5. Silent payload errors. If your payload is malformed, CrossTrade logs the rejection but your alert appears to have fired. Always check the CrossTrade Alert History after deploying a new script.

Testing before going live

Never point a new strategy at a live account. The workflow:

  1. Sim test. Point the payload at your NinjaTrader sim account (account=Sim101). Run for multiple sessions.
  2. Paper test. Watch alert history in CrossTrade for accurate signal delivery and fill behavior.
  3. Micro live. Deploy to live with 1 MES / 1 MNQ / 1 MCL. Observe real fills, slippage, edge decay.
  4. Scale. Gradually increase size as confidence builds.

Skipping steps 1–2 is how small Pine Script bugs turn into large real-money losses.

Frequently Asked Questions

How do I send a TradingView alert to a webhook?

In the alert creation dialog, open the Notifications tab and check 'Webhook URL.' Paste your webhook endpoint. TradingView will POST the alert's message content to that URL when the alert fires. For CrossTrade, the message needs to be a semicolon-separated key=value payload.

Why isn't my Pine Script alert firing?

Common causes: (1) the alert has expired (free plan alerts expire quickly); (2) 2FA is not enabled on your TradingView account (required for webhooks); (3) the condition hasn't triggered yet — verify by temporarily using alert.freq_all to see if it fires at all; (4) the script is using a placeholder that doesn't apply (e.g., {{strategy.*}} in an indicator).

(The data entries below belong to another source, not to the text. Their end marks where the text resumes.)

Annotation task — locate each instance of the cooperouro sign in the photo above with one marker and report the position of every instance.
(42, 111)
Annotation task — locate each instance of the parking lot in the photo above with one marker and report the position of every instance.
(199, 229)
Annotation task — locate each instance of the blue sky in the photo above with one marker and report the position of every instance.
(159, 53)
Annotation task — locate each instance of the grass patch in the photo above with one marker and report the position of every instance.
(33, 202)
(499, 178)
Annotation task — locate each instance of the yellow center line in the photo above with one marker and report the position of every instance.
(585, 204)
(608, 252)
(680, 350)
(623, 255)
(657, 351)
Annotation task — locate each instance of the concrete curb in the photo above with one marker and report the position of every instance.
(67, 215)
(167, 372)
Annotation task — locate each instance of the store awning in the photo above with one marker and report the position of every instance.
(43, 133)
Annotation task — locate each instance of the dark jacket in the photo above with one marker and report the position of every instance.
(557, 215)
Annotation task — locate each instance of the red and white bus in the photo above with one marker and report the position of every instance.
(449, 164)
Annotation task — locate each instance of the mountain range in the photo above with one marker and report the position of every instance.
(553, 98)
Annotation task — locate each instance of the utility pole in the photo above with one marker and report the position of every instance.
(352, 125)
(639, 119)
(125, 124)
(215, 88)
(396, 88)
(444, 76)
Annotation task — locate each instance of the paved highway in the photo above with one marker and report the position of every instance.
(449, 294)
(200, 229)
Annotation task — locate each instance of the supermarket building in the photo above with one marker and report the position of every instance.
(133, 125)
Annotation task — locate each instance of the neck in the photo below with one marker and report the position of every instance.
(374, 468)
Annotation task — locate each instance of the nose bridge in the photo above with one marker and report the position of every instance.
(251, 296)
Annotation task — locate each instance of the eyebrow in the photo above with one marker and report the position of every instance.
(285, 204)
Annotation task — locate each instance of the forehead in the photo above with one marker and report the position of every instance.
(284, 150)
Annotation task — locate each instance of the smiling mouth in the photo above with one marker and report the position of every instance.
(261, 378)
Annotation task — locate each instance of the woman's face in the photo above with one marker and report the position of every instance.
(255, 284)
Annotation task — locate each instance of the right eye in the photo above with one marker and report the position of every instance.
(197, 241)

Can one alert trigger multiple webhook URLs?

No — each TradingView alert has exactly one webhook URL. To send to multiple endpoints, create duplicate alerts, each with the relevant URL. Alternatively, send to a proxy service that fans out the webhook to multiple destinations.

Do I need a paid TradingView plan for webhooks?

Yes. Webhook alerts require at least the Essential plan. Free plans do not allow webhook delivery. Paid plans also offer more alerts, longer alert durations, and faster alert execution.